Friday, April 29, 2011

Amazon EC2 outage


Amazon cloud glitch knocks out popular websites - Server outage hits sites Reddit, Quora and Foursquare hard, Computerworld, Thursday April 21st, 2011. The article describes the impact of a major three day outage in one of Amazon's Elastic Compute Cloud (EC2) data centers on prominent social networking companies and their services.

The screen shot from the Amazon Service Health Dashboard shows the extent and duration of the failure and the following note that appeared on the dashboard page gives an initial description of the failure:

8:54 AM PDT We’d like to provide additional color on what were working on right now (please note that we always know more and understand issues better after we fully recover and dive deep into the post mortem). A networking event early this morning triggered a large amount of re-mirroring of EBS volumes in US-EAST-1. This re-mirroring created a shortage of capacity in one of the US-EAST-1 Availability Zones, which impacted new EBS volume creation as well as the pace with which we could re-mirror and recover affected EBS volumes.
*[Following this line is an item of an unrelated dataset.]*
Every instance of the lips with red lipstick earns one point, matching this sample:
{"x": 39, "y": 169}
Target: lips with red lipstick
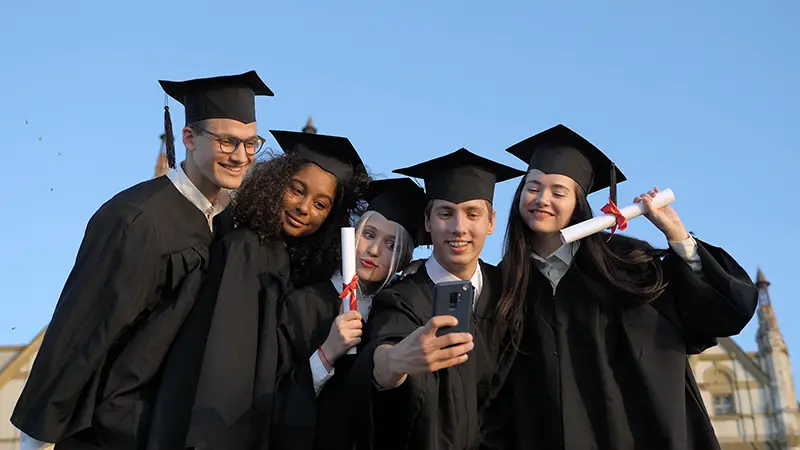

Additionally, one of our internal control planes for EBS has become inundated such that it’s difficult to create new EBS volumes and EBS backed instances. We are working as quickly as possible to add capacity to that one Availability Zone to speed up the re-mirroring, and working to restore the control plane issue. We’re starting to see progress on these efforts, but are not there yet. We will continue to provide updates when we have them.

A detailed postmortem, Summary of the Amazon EC2 and Amazon RDS Service Disruption in the US East Region, was published on April 29.

The failure in this case resulted from interaction between the network and the Elastic Block Store (EBS) storage service. An initial network configuration error resulted in a loss of network capacity that caused the storage service to start replicating volumes, further overloading the network and causing additional disrupted the storage service. A brown out of the network affected not just storage and compute services, but also the control functions needed to recover.

The Amazon failure demonstrates the tight coupling between network, storage and servers in converged cloud environments. Networked storage in particular dramatically increases network loads and must be closely managed in order to avoid congestion.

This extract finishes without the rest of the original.